Ten years ago, the New York State Education Department got embroiled in a very embarrassing scandal. A vigilant parent discovered that many passages on the Regents’ exam in English had been heavily rewritten to remove any references to race, religion, gender, sex, and a bunch of other topics. The parent’s discovery merited a front-page story in the New York Times and caused the State Commissioner of Education to promise that it would never happen again. (http://gothamschools.org/2012/04/23/states-promise-to-bar-edited-test-passages-repeats-2002-vow/)
Of course, it did happen again. On the very next administration of the Regents, there was a single stanza from Matthew Arnold’s famous poem, “Dover Beach,” not the full four stanzas of the poem. The last stanza begins, “Ah, love, let us be true to one another!” but the state changed it to, “Ah, friend, let us be true to one another.”

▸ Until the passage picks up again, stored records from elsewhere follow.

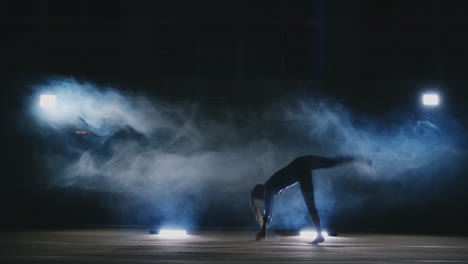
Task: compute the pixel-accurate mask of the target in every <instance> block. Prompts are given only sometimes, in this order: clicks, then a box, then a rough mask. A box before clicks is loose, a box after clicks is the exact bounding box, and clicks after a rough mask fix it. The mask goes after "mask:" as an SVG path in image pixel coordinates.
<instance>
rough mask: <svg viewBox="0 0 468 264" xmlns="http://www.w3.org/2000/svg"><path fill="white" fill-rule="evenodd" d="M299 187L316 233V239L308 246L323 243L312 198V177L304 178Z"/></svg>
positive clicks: (312, 190)
mask: <svg viewBox="0 0 468 264" xmlns="http://www.w3.org/2000/svg"><path fill="white" fill-rule="evenodd" d="M299 183H300V185H301V191H302V196H303V197H304V201H305V203H306V205H307V209H308V210H309V214H310V218H311V219H312V223H313V224H314V227H315V231H316V232H317V237H316V238H315V239H314V241H312V242H311V243H310V244H318V243H321V242H323V241H325V238H324V237H323V235H322V226H321V225H320V217H319V214H318V211H317V208H316V207H315V197H314V184H313V183H312V176H310V175H308V176H304V177H302V179H301V181H300V182H299Z"/></svg>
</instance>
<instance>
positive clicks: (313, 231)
mask: <svg viewBox="0 0 468 264" xmlns="http://www.w3.org/2000/svg"><path fill="white" fill-rule="evenodd" d="M322 236H324V237H328V232H327V231H322ZM299 237H303V238H315V237H317V232H316V231H313V230H302V231H301V232H300V233H299Z"/></svg>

How soon they forget. Now with the Pineapple story, we learn that they never stopped meddling with the text of passages. They can’t help themselves. They think they can write better than Elie Wiesel, better than Isaac Bashevis Singer, better than Daniel Pinkwater.

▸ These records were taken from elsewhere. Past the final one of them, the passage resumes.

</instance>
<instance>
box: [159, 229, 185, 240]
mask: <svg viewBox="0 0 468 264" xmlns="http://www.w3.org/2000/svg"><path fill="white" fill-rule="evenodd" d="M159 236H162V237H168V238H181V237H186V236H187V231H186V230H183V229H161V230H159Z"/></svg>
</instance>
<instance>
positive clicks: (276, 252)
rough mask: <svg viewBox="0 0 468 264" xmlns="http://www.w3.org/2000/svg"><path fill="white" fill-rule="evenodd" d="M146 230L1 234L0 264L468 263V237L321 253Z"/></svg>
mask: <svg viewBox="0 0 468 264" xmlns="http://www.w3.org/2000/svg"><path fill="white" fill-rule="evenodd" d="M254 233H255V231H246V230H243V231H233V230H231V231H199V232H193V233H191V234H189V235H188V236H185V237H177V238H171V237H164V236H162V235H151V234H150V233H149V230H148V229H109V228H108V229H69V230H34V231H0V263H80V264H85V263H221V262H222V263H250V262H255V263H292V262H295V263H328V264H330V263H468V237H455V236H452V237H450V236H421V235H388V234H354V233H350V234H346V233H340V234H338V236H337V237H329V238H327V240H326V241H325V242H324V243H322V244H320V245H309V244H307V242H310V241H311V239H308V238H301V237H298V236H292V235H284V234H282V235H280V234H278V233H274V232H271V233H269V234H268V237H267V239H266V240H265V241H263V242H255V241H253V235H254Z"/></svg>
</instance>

I told Gotham Schools, trying to be charitable, that maybe they forgot the promise made a decade ago. But I was too kind. The NY SED just isn’t very smart. They send out tests with egregious errors, and the Commissioner blames the teachers who reviewed it. The math tests that will be given tomorrow has errors, but no one at SED will admit they are culpable. Stuff happen is what they say. Don’t blame us.

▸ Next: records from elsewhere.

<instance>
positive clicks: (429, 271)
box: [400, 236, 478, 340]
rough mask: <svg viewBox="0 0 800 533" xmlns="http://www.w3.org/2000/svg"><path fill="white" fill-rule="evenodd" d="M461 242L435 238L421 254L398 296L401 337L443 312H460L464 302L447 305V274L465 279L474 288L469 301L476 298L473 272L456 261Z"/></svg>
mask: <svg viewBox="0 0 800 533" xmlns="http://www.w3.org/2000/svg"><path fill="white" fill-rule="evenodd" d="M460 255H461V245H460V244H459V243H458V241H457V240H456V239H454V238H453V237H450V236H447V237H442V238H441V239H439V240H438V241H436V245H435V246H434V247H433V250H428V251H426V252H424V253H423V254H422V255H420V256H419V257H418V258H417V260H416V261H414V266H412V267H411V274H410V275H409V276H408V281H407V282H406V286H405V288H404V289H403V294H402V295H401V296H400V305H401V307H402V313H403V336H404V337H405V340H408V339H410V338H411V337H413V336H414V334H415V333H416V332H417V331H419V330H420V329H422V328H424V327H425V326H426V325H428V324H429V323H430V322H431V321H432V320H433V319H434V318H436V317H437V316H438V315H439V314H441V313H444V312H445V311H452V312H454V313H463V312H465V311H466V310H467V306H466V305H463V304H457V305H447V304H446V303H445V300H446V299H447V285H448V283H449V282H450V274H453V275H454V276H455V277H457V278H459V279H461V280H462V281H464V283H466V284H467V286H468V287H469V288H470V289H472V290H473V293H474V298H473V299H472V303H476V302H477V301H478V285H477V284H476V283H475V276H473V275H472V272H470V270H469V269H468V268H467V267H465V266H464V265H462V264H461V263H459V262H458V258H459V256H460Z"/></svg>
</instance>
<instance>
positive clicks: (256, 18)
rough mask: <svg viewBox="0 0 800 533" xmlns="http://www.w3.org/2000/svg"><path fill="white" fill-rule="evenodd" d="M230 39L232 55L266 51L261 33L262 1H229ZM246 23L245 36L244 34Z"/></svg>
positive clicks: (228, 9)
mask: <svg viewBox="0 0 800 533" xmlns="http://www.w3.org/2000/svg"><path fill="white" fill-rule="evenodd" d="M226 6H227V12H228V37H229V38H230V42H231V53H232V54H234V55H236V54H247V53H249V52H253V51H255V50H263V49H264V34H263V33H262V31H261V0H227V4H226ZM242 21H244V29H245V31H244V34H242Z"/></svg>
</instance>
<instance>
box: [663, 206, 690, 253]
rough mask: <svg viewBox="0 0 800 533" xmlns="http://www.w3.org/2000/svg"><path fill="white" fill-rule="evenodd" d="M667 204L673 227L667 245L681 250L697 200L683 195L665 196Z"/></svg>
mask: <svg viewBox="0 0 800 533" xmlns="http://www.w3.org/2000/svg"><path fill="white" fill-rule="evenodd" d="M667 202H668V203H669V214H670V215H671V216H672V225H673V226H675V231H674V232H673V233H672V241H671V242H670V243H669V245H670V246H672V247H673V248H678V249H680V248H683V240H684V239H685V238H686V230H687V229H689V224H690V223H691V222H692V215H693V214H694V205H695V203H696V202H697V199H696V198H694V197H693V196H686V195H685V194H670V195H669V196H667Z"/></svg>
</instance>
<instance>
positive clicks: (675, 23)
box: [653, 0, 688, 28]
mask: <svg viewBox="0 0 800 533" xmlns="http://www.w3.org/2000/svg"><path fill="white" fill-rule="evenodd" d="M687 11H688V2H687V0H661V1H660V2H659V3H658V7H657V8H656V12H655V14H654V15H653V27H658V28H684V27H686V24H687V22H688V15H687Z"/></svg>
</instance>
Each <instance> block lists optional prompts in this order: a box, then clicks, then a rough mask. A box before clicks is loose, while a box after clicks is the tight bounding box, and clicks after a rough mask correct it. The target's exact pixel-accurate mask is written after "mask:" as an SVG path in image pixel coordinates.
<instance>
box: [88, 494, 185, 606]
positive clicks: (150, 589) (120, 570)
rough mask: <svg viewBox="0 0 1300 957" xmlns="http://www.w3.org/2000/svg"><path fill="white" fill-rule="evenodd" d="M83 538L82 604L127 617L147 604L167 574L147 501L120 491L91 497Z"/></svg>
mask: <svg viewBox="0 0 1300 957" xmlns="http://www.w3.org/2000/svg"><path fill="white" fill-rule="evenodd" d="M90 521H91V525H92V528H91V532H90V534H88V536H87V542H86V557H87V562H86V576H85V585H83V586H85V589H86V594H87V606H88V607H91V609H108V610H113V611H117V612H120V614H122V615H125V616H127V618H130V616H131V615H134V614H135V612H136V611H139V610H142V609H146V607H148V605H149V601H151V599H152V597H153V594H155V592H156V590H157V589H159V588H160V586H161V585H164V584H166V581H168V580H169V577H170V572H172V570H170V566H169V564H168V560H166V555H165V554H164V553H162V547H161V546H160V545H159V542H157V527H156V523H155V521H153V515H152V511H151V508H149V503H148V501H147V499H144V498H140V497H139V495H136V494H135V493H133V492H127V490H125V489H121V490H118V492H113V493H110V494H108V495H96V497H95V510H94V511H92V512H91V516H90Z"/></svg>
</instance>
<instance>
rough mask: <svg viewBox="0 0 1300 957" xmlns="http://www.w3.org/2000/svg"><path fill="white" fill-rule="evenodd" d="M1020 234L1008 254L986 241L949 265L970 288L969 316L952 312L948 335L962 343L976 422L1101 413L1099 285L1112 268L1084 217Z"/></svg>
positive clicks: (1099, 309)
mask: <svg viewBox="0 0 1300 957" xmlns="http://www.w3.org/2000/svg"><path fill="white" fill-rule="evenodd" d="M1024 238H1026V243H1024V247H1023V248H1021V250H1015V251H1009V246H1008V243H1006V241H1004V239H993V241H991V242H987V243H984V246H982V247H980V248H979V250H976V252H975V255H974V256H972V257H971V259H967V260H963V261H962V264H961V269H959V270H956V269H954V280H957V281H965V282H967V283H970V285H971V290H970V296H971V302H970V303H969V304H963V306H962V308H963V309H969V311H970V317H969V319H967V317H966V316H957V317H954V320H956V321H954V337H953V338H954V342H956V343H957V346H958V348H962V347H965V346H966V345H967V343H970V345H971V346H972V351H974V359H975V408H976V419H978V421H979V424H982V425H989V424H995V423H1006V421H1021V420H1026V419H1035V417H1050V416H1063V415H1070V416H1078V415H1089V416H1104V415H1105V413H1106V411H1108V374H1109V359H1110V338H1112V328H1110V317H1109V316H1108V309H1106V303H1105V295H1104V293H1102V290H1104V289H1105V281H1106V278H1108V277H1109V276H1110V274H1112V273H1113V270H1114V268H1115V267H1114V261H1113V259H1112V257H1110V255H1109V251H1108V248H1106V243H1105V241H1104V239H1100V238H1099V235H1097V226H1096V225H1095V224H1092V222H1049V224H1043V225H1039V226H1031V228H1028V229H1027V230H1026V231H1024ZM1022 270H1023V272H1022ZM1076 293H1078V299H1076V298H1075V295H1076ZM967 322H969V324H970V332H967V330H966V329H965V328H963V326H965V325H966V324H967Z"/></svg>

In 2010, the Regents commissioned a study of the state tests and independent experts said the tests had been dumbed down, the cut scores had been lowered in an effort to meet NCLB’s absurb target. So test scores across the state plummeted to reflect the reality that the SED had gamed the system. But was anyone at SED held accountable? Of course not.
The moral of the story: Accountability begins at the top.